Original URL: http://www.azcentral.com/arizonarepublic/local/articles/1130rodeldunne30.html

No-nonsense classroom gets results
The Arizona Republic
Nov. 30, 2003
Pat Kossan
12:00 AM

Parents appreciate practical lessons

Editor's note: The Arizona Republic is profiling the 10 winners of the 2004 Rodel Teacher Initiative. The program gives $10,000 Savings Bonds to teachers in low-income schools who will mentor an outstanding Arizona State University student teacher.

Educators spend a lot of time debating what makes a quality teacher.

Principals have known for years: It's the teacher every parent requests for his or her child.

Count among that select group Andrea Dunne at Mesa's Holmes Elementary, where most students come from poor families and many have limited English skills. She has been named one of 10 exemplary teachers in the 2004 Rodel Teacher Initiative.

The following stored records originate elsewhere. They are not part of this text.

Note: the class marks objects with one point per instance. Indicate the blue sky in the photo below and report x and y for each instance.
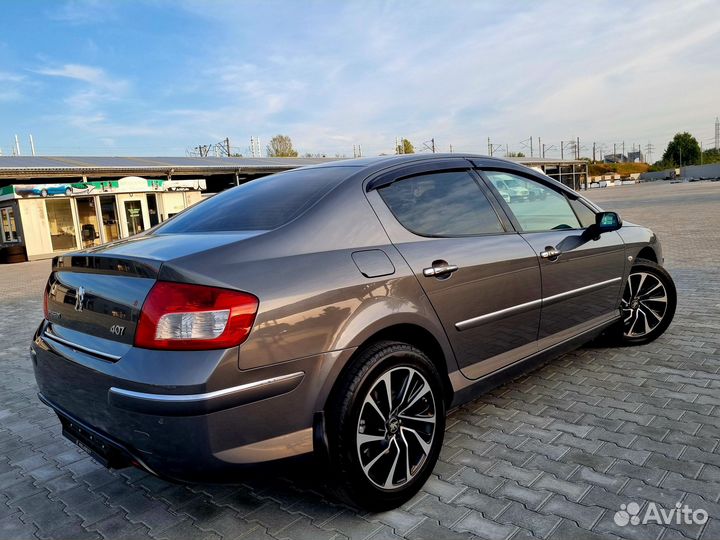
(93, 77)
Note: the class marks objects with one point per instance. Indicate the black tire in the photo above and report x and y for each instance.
(637, 314)
(350, 416)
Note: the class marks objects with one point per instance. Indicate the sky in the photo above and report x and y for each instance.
(100, 77)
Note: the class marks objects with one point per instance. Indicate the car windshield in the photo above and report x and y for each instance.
(263, 204)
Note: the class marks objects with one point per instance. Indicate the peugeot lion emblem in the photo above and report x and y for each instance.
(79, 298)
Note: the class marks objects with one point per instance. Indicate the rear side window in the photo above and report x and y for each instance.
(441, 204)
(263, 204)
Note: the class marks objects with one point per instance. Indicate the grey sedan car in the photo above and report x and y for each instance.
(340, 309)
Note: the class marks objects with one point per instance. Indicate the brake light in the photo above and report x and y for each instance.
(46, 310)
(179, 316)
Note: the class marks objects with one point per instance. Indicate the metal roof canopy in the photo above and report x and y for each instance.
(27, 167)
(63, 166)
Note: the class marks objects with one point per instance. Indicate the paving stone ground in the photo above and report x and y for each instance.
(553, 454)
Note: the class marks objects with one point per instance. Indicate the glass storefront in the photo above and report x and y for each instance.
(134, 217)
(87, 216)
(62, 226)
(7, 225)
(108, 211)
(152, 209)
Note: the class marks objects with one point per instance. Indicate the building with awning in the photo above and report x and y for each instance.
(50, 205)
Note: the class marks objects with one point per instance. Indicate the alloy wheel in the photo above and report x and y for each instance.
(644, 304)
(396, 427)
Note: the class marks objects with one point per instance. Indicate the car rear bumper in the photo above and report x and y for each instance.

Dunne, who has taught for 23 years, runs a no-nonsense classroom where kids are happy and make obvious progress in reading, writing and math.

When it comes to helping kids  learn, the painfully shy Dunne doesn't hesitate to call herself a natural.

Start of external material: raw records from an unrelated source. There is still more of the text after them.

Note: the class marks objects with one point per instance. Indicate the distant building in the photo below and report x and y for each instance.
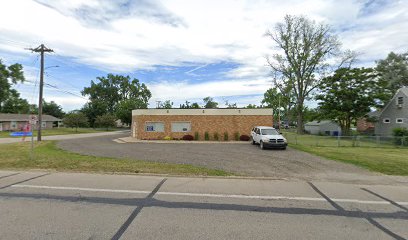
(175, 123)
(323, 127)
(367, 124)
(394, 114)
(16, 122)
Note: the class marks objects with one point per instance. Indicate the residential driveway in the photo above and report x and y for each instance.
(243, 159)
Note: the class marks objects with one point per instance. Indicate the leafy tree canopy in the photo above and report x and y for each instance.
(348, 95)
(111, 94)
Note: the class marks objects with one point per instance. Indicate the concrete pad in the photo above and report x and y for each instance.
(178, 224)
(394, 193)
(101, 181)
(59, 220)
(239, 186)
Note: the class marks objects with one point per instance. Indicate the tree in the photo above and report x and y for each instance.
(112, 94)
(105, 121)
(348, 95)
(75, 119)
(209, 102)
(15, 104)
(394, 71)
(166, 104)
(305, 48)
(9, 75)
(53, 109)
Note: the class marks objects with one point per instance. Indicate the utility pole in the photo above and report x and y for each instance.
(41, 49)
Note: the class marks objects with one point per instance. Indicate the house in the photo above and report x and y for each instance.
(175, 123)
(15, 122)
(367, 124)
(323, 127)
(394, 114)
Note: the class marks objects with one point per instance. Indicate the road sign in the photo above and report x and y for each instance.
(33, 119)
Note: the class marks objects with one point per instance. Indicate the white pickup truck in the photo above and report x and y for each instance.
(268, 137)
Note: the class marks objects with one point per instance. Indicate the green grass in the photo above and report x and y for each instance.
(60, 131)
(391, 161)
(49, 156)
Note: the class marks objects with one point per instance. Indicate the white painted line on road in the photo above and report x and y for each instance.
(81, 189)
(237, 196)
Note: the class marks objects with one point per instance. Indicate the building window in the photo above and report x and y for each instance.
(400, 100)
(181, 126)
(154, 127)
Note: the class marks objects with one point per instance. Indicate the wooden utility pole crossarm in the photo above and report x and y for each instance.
(41, 49)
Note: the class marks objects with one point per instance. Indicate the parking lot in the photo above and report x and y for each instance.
(239, 158)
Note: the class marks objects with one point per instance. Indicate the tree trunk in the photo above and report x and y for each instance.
(300, 126)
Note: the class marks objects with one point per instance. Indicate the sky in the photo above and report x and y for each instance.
(183, 50)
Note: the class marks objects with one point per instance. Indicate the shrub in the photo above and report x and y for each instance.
(236, 136)
(225, 136)
(244, 138)
(196, 136)
(188, 138)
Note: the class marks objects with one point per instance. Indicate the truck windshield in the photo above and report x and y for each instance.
(269, 132)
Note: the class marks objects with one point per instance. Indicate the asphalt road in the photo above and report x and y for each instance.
(238, 158)
(41, 205)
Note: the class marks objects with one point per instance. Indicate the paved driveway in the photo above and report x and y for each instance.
(238, 158)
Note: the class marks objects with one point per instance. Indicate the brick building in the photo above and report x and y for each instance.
(175, 123)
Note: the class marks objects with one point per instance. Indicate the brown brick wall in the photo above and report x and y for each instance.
(201, 124)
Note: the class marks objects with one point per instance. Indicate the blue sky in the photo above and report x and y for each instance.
(183, 50)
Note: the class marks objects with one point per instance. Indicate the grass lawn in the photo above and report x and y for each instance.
(61, 131)
(48, 156)
(391, 161)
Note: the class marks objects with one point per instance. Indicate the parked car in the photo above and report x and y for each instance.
(268, 137)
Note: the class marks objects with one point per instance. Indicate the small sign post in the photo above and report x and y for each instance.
(32, 121)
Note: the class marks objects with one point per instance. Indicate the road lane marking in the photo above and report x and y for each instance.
(211, 195)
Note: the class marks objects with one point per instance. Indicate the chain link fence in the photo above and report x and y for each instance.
(347, 141)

Since she was a teen baby-sitter, Dunne knew how to teach a child to play a board game: Introduce the subject, check for understanding, review the material. Dunne gets a kick out of the science of how kids learn and then watches it work in front of her eyes, be it teaching a student to read or teaching him or her to pay attention. "It's like being an artist or a seamstress, you're just good at it," Dunne said.

Dunne faces 27 kids every day. One student speaks only Spanish; a third of the students are struggling with English. She has something up her sleeve for each one, every day, in every lesson. One of her secrets is to ensure that each child, no matter how far behind, can be praised for one success. If a child can't yet multiply, at least he can show off by counting by twos or fives. It's a step, Dunne said. "You have to find out what they can do," Dunne said, "and then go there."

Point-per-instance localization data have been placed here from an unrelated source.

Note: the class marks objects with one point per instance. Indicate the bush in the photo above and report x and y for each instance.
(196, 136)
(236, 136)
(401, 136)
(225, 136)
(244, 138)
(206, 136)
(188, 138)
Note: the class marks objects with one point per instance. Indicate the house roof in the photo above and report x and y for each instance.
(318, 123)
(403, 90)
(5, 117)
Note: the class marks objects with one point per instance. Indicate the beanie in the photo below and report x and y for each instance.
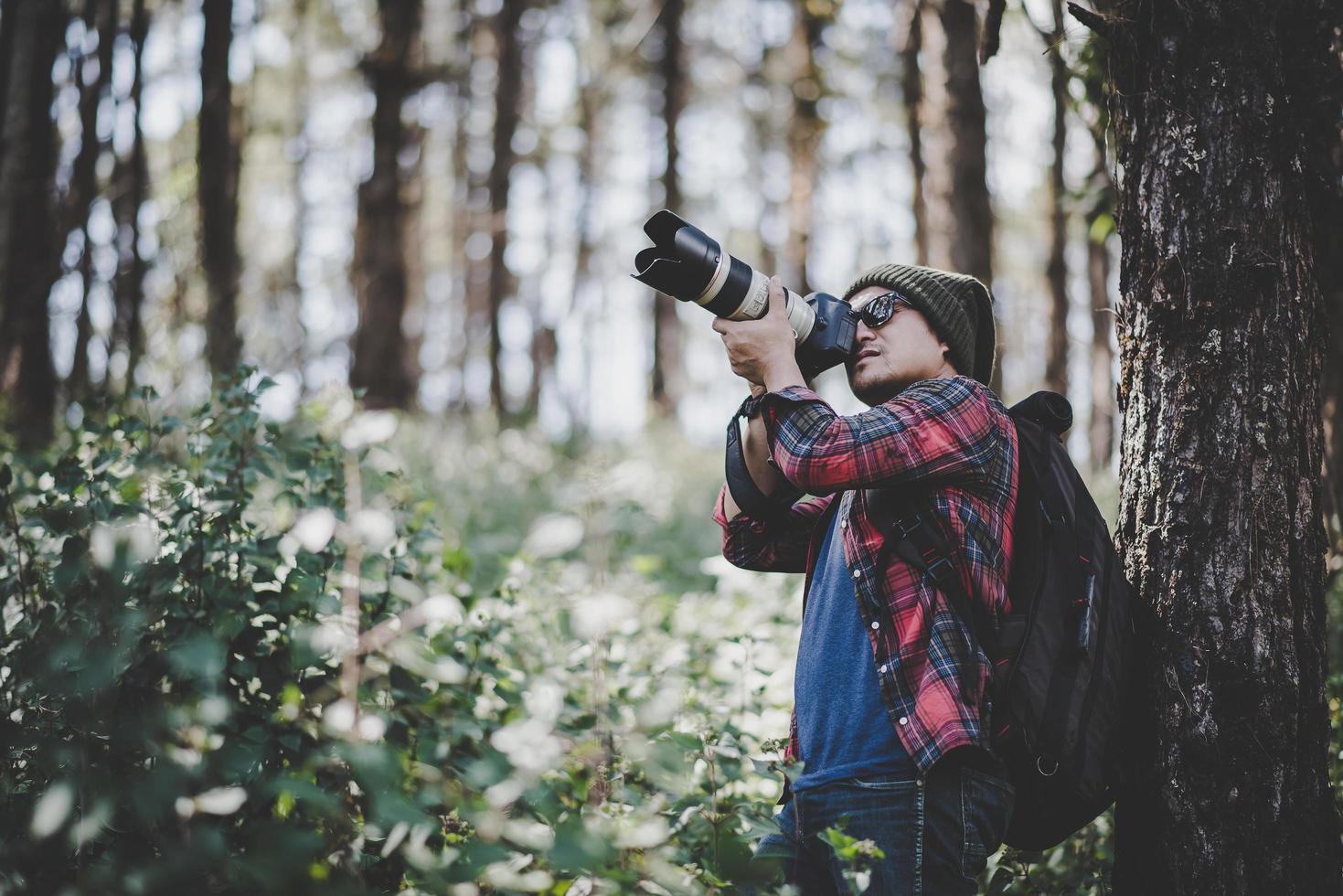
(958, 306)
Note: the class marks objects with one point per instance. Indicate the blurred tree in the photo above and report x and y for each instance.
(218, 159)
(508, 94)
(31, 35)
(470, 283)
(959, 215)
(1099, 229)
(100, 19)
(1056, 269)
(132, 188)
(911, 83)
(666, 386)
(383, 363)
(806, 126)
(1091, 73)
(1228, 136)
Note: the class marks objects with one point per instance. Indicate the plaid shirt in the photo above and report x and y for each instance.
(950, 446)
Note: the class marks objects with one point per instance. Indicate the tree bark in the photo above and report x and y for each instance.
(28, 220)
(1102, 430)
(508, 94)
(1056, 269)
(217, 165)
(959, 215)
(666, 384)
(911, 83)
(381, 359)
(1228, 139)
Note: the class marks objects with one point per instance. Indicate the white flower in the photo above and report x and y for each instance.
(528, 744)
(220, 801)
(371, 727)
(552, 535)
(442, 607)
(544, 701)
(598, 614)
(368, 429)
(646, 835)
(140, 535)
(51, 810)
(338, 718)
(314, 529)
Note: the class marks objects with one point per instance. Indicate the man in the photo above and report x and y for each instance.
(887, 736)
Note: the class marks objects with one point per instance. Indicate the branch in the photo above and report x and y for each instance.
(1097, 23)
(993, 25)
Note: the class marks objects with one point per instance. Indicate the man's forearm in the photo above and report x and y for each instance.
(755, 446)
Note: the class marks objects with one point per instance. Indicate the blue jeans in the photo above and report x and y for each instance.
(936, 832)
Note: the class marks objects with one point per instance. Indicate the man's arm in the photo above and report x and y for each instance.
(941, 430)
(755, 446)
(773, 544)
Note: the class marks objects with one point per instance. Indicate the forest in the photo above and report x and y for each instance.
(357, 506)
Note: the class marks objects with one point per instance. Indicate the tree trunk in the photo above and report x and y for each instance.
(911, 89)
(469, 281)
(666, 326)
(1056, 271)
(1102, 430)
(217, 165)
(959, 217)
(381, 364)
(28, 228)
(1228, 137)
(805, 132)
(508, 94)
(129, 286)
(589, 96)
(98, 16)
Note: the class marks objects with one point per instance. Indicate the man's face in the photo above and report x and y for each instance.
(901, 351)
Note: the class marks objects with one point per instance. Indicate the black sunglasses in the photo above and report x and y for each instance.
(882, 308)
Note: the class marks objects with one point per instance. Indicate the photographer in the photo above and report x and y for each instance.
(879, 720)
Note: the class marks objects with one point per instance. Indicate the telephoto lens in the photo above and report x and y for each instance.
(684, 262)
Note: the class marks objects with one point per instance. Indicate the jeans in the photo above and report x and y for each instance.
(936, 833)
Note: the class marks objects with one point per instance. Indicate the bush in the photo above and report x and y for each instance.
(240, 660)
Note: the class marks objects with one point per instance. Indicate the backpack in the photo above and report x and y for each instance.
(1062, 655)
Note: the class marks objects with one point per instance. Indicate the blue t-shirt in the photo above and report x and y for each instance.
(842, 724)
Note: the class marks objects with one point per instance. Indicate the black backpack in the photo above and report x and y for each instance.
(1062, 656)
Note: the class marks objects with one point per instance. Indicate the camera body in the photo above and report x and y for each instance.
(687, 265)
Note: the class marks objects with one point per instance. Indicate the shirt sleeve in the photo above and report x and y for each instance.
(773, 544)
(939, 430)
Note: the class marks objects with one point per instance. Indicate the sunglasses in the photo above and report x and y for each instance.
(882, 308)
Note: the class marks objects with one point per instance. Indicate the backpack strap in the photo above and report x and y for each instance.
(743, 488)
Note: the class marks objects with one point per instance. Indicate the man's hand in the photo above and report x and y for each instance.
(764, 349)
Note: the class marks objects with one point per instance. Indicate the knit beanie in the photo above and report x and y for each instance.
(958, 306)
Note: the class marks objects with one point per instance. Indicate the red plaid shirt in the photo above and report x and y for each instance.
(950, 445)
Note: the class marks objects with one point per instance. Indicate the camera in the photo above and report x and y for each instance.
(687, 265)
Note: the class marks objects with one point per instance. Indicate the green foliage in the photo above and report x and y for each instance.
(240, 657)
(856, 856)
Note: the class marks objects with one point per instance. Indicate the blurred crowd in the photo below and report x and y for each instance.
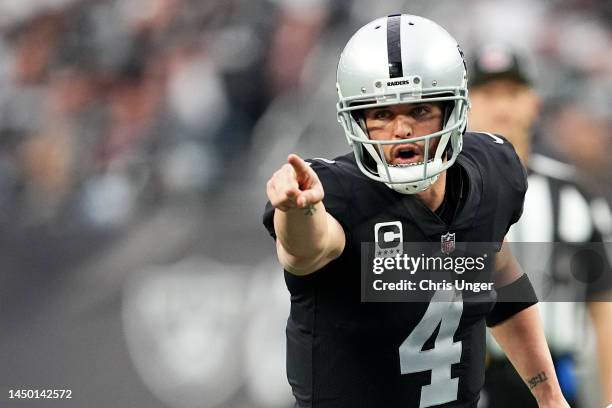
(114, 111)
(107, 106)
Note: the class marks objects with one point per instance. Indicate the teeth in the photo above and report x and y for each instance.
(409, 164)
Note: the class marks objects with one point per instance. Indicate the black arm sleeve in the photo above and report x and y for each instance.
(511, 299)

She also stays in close contact with parents, parents she has just met and those who have sent a stream of kids through her class. Parents don't come back because she coddles them. They come back because she is straight-talking and practical. Dunne tells them she expects parents to keep up with their children's lessons and work on homework each night. "I tell them if they don't, they're jeopardizing their own child's education," Dunne said. "I ask them, 'Do you want your child to grow up and have choices?' "

She doesn't accept the excuse that parents have little time, money or capacity to help their kids through school. Dunne raised two children as a single parent while she worked and went to school.

Here are some of the tips she tell parents to do, whether they speak English or Spanish:

When you're in the car, review spelling words with your child.

Ask your child to count the change in your purse.

Get them a watch and regularly ask them the time.

Take them to the grocery store and ask them the price of a can of soup. Then ask them how much it will cost for three cans.

When kids don't take their learning seriously, Dunne has no warm and fuzzy answer. She asks them if they understand how hard their parents work for money and if they understand that their parents pay her to teach them. "I tell them if they don't pay attention, it's like taking $20 out of their mother's purse and tearing it up in tiny pieces," she said.

She isn't happy about the latest round of government intrusion into her classroom. It's her job to diagnose each child and determine the best lesson plan for that student. What works one year changes the next year because the children change, Dunne said. Now, new state and federal rules often assume one size fits all.

"That's like saying every 18-year-old should fit equally into the same size dress," Dunne said. "Sometimes, I feel as if I'm trying to put a Size 7 on a Size 11 person."